The Law Society has accused the profession’s umbrella regulator of riding roughshod over consumers and ignoring compelling evidence in its zeal to boost competition in legal services. Chancery Lane told the Legal Services Board it had been ‘lax’ in waving through reforms that allow solicitors to practise through unregulated businesses.

The changes cleared the way for different tiers of redress for clients. Unmet legal need could actually rise in consequence, the Society warned, because vulnerable consumers will have less confidence when seeking advice about the level of protection they can expect.

Christina Blacklaws, Society president, outlined Chancery Lane’s concerns about last November’s approval of the Handbook reforms in a letter to LSB chair Dr Helen Phillips this month. This confirms that the Society has ruled out pursuing a judicial review, but berates the board for failing to exercise proper rigour in its oversight of the Solicitors Regulation Authority. 

‘Where regulators are consistently pursuing deregulation, the LSB’s role under the [Legal Services Act] should provide an important safeguard,’ Blacklaws writes. ‘In particular, it falls to the LSB to ensure that the balance is maintained between competing regulatory objectives. In [this] case, an objective view of the evidence submitted would suggest the decision leans too far in favour of competition and pays too little attention to consumer protections, the public interest and the interests of the profession.’

Blacklaws urges the LSB to review its approach to evaluating the evidence and research provided by frontline regulators in support of reform. In this case, the SRA had failed to provide ‘robust and quantitative impact assessments’ alongside its proposals, she says.

Blacklaws told the Gazette: ‘We are increasingly concerned by the LSB’s lax approach to deregulation.
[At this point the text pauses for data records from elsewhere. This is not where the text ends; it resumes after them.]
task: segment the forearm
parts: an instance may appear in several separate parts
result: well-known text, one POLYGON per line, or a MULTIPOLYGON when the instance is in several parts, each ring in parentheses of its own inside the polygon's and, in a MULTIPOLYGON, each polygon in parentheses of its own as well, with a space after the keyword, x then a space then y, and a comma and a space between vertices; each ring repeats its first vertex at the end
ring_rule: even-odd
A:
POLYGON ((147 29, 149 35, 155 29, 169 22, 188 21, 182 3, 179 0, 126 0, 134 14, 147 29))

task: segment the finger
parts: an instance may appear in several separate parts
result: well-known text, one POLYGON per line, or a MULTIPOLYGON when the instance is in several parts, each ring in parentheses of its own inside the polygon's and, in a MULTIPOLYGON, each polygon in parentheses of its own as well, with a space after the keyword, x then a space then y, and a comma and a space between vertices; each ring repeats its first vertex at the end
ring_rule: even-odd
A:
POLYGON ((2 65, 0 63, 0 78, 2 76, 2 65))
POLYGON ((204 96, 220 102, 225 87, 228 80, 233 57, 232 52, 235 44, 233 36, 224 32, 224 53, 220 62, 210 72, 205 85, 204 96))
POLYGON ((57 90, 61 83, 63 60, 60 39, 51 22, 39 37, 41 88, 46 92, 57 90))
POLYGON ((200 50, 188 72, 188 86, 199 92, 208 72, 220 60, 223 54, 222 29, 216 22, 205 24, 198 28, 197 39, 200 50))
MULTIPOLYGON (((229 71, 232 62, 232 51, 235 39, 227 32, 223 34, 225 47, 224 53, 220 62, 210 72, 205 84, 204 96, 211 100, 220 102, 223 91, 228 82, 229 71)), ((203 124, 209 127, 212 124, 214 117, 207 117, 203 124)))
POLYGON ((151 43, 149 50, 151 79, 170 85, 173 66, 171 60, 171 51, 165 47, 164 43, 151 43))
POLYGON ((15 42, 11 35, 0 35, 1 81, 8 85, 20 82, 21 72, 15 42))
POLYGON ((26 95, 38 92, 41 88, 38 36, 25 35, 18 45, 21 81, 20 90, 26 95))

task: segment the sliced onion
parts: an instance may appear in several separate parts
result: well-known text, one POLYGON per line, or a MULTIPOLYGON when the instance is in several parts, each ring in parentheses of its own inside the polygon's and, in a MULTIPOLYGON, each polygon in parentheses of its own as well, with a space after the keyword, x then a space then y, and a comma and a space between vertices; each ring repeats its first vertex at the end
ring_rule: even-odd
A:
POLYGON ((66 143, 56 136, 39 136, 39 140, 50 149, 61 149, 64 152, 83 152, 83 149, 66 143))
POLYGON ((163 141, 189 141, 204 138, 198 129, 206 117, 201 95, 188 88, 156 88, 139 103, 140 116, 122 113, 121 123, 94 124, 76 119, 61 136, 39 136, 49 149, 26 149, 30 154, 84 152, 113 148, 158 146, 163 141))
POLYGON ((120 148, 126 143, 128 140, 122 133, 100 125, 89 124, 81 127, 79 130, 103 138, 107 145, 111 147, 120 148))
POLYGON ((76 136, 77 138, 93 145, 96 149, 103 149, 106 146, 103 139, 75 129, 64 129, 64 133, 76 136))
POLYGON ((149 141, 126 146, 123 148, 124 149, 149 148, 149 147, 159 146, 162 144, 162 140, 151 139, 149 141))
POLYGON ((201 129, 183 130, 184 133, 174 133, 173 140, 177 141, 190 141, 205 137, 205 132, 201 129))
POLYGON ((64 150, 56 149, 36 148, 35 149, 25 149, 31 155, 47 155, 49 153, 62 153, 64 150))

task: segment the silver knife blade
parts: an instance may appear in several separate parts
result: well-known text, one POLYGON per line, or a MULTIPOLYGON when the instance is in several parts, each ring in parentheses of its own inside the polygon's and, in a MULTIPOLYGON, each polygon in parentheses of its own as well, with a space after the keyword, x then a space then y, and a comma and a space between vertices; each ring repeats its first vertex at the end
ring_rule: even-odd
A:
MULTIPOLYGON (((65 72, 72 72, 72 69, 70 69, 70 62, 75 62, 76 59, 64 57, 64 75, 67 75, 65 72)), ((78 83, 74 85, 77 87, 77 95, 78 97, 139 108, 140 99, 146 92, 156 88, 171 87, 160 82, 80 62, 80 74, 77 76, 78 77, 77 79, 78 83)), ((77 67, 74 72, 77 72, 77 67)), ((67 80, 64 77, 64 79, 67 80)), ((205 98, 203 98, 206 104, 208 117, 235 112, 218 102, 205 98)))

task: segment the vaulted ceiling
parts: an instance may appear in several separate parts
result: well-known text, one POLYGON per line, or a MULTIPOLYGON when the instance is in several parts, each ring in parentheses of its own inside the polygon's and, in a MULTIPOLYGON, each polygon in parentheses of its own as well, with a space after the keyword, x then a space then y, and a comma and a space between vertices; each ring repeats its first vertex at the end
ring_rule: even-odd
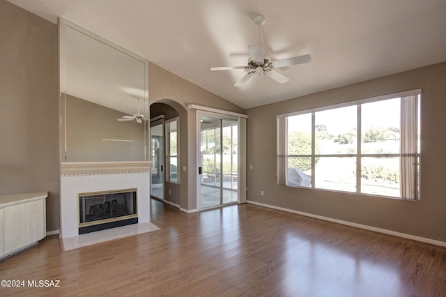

‘Regulation exists to protect the public, so the stakes are high if those protections are removed. We are disappointed the LSB has rubber-stamped hugely significant rule changes without rigorously applying the available evidence to understand the impact on the public.

‘Having waved through changes, the LSB must now put in place a credible strategy to mitigate the very real risks for consumers, particularly the most vulnerable, and avert a potential loss of public confidence in highly trained legal professionals such as solicitors. We urge the LSB to focus on the best interests of the public and maintain the globally recognised high standards of UK legal services as guiding principles when considering future changes to regulations.’